In a new article on the NRO homepage yesterday morning, Andy McCarthy responded to my critique (and to my follow-up response to Mark Steyn’s intervention) of his original article from last Saturday (phew! got that?), in which he argued that the origination clause of Article I, section 7 does two things: A) it applies to appropriations or spending measures as well as tax legislation; and B) it poses a constitutional barrier to the Senate funding Obamacare inasmuch as the House, in originating the continuing resolution for funding the government, omitted any spending on Obamacare.
As I argued in both my posts, Brother McCarthy is wrong on both counts. To deal with claim A: the clause begins by saying that “All Bills for raising Revenue shall originate in the House of Representatives,” and appropriations or spending bills fall outside the category “bills for raising revenue.” They don’t raise revenue; they spend it.

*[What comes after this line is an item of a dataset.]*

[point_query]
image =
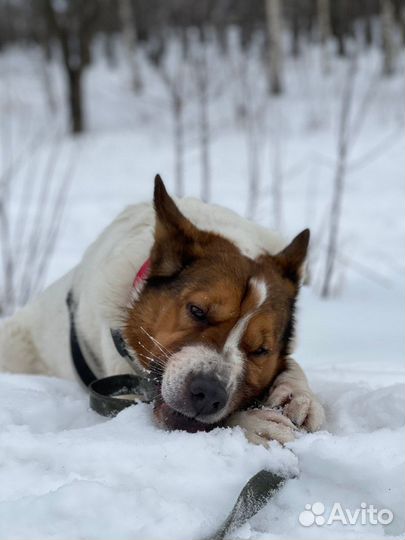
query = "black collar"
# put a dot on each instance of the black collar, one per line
(83, 369)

In his latest article, Andy has omitted any further defense of claim B, and has instead dug in on claim A, that a larger genus of “money bills” that includes the two species of taxes and spending was intended by the clause to be exclusively the province of the House to originate. Andy is right to note that at the Philadelphia convention, there are repeated references to “money bills” nearly every time some draft version of the clause is under consideration. (The course of those debates can be seen here.) But the view that all tax and appropriations bills must originate in the House, and the further view that the Senate should not even be able to amend them, were distinctly in the minority at Philadelphia. Elbridge Gerry, who is Andy’s hero in this tale, kept banging on these issues every chance he got for weeks on end, and all he got was one quarter of his objective. That is, he got no limit on the Senate’s power to amend, and got only tax bills and not spending bills into the text of the clause finally written.

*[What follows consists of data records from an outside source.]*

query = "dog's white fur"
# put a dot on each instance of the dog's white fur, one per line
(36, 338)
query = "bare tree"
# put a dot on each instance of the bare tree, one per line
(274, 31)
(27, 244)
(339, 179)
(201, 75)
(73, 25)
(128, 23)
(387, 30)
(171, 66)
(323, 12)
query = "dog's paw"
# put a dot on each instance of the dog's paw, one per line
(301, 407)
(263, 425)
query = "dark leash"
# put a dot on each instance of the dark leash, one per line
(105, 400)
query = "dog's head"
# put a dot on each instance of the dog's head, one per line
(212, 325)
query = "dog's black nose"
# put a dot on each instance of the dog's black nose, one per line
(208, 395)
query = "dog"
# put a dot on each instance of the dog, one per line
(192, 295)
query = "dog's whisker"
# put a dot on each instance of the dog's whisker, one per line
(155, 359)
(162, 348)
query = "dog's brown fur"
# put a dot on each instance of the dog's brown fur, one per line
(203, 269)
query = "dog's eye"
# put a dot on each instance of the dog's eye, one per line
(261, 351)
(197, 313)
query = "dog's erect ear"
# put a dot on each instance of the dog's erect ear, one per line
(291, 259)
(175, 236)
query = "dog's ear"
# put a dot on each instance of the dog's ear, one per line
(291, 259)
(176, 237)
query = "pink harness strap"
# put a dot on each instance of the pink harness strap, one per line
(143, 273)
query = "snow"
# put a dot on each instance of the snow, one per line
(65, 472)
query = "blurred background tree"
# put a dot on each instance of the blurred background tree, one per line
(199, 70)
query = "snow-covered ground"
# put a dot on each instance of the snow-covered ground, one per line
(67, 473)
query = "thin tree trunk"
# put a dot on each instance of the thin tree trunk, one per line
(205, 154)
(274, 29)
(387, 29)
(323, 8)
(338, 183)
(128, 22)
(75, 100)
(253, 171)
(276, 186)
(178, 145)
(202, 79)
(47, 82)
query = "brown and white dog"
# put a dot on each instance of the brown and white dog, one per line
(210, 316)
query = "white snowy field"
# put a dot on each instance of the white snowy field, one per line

Not only does the parliamentarian of the House of Representatives itself take my view of the matter, so does one of the sources on which Andy relies in his latest. (I leave aside the Annenberg Institute for Civics, a carelessly and anonymously written source, as no help at all.) Andy quotes the opening line of the entry on the origination clause in the Heritage Guide to the Constitution, by Professor Erik Jensen of Case Western’s law school, but he should have read further. Jensen writes:
The final version of the clause was much weaker than the form proposed by Elbridge Gerry of Massachusetts, which would have required all “money bills” (including appropriations) to originate in the House and would have given the Senate no power to amend. Gerry feared that the Senate would become an aristocratic body because of its small size, its selection by legislatures rather than by election, and its six-year term of office. “It was a maxim,” he said, “that the people ought to hold the purse-strings.”
The strongest proponents of national power opposed the clause in any form. As James Wilson of Pennsylvania explained at the Convention, “If both branches were to say yes or no, it was of little consequence which should say yes or no first.” What survived the contentious debates was closer to Wilson’s vision than to Gerry’s. The clause was restricted to bills for raising revenue, and the Senate was given the amendment power (which, Gerry thought, gutted the provision of any real effect).
It is noteworthy that Elbridge Gerry refused to sign the Constitution at the close of the convention (one of just three delegates present to the end who so declined). I doubt the origination clause’s “gutting” is solely what pushed him over into the refusenik camp. But he lost a lot of arguments, and this was one of them. It won’t do for Andy to claim that he won.